It seems like it would be easy. Got a fat cat? An obese dog? Stop feeding them so much.
But in his new book, "Chow Hounds" ($14.95, Health Communications), Dr. Ernie Ward, a veterinarian in Calabash, explains that solving America's pet obesity epidemic isn't that simple.
Dr. Ward visits Charlotte's Joseph-Beth Booksellers at SouthPark 7 p.m. Monday, April 26. He'll talk about his book and answer questions. Meanwhile, some interesting points he shared with me:
* Nearly 50 percent of America's dogs and 58 percent of cats are overweight. That's 89 million overweight pets.
* In recent years, the pet food industry has loaded many products with fat and sugar in a race for what Dr. Ward calls "first-bite preference."
Just like people, dogs love fat and sugar. "When your dog sees that food, it eats it rapidly. So you're more likely to buy it."
Dr. Ward contends pets become addicted to these high-calorie products. "Kibble crack," he calls them. "They're eating for pleasure," he says. We've substituted interaction and play with food."

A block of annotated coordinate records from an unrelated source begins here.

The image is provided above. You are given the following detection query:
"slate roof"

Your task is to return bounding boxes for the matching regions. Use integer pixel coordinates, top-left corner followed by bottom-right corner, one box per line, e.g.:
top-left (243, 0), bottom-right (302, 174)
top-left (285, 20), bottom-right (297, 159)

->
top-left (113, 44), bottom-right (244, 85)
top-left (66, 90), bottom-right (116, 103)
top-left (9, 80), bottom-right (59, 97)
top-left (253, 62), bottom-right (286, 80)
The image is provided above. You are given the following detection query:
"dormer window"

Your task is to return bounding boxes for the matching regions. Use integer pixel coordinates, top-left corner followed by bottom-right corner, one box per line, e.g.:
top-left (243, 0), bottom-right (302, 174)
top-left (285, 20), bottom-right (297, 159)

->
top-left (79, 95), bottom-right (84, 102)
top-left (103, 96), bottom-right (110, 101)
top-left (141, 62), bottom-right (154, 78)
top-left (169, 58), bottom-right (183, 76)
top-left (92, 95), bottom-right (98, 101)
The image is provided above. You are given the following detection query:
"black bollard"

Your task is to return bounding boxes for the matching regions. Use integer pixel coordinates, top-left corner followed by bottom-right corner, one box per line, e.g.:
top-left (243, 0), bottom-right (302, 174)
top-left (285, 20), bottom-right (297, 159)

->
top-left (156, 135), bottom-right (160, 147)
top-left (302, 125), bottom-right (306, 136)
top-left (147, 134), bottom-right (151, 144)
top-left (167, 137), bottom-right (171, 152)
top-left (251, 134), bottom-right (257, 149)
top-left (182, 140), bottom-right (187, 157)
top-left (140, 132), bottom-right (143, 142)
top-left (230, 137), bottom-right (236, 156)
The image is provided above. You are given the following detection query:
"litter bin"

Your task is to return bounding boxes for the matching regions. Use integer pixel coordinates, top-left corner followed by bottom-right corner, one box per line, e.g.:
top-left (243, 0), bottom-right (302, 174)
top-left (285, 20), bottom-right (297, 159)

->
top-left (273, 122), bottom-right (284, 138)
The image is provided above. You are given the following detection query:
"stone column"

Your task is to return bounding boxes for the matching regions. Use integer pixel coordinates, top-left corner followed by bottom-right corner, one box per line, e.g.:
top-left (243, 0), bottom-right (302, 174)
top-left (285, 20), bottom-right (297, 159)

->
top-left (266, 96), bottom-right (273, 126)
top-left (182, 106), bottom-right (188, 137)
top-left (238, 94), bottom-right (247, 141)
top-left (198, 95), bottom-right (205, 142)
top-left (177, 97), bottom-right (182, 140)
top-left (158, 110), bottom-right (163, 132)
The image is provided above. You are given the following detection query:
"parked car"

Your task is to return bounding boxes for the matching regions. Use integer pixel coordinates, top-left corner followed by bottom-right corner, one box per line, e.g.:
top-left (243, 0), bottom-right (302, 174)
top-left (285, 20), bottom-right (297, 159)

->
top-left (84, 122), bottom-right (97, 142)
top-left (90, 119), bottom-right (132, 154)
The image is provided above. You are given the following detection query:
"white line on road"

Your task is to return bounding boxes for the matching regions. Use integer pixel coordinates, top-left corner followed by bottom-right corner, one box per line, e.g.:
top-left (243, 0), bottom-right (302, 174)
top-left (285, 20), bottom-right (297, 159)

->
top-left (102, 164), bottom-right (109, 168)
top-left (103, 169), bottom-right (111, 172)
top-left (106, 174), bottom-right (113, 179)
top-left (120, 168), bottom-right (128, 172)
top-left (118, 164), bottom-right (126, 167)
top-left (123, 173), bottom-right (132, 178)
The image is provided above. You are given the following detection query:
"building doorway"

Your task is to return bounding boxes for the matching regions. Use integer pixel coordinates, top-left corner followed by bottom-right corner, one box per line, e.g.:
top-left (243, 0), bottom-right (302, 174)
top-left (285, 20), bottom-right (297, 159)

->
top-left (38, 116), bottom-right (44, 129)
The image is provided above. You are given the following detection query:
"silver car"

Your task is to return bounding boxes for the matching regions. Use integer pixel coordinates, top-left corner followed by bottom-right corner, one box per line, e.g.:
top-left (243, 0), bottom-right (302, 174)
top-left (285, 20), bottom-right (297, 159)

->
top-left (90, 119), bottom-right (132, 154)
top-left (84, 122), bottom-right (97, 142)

* Pet food makers aren't required to reveal calories per serving on most products. Dr. Ward is pushing for new rules that require calorie listings.
So what's the owner of a pudgy pet to do? Among Dr. Ward's suggestions:
* Look for high-protein pet foods. "I want protein about 30 percent for dogs and above 35 percent for cats," he says. "Look for meat as the first ingredient."
* Take your dog for more walks. "My hidden agenda here is to help both ends of the leash," he says.
* Know that most feeding guides are formulated for active pets that aren't spayed or neutered. If you've got an indoor pet that's been spayed or neutered, it doesn't need as many calories. An indoor neutered cat, he says, needs only about 180 to 220 calories per day.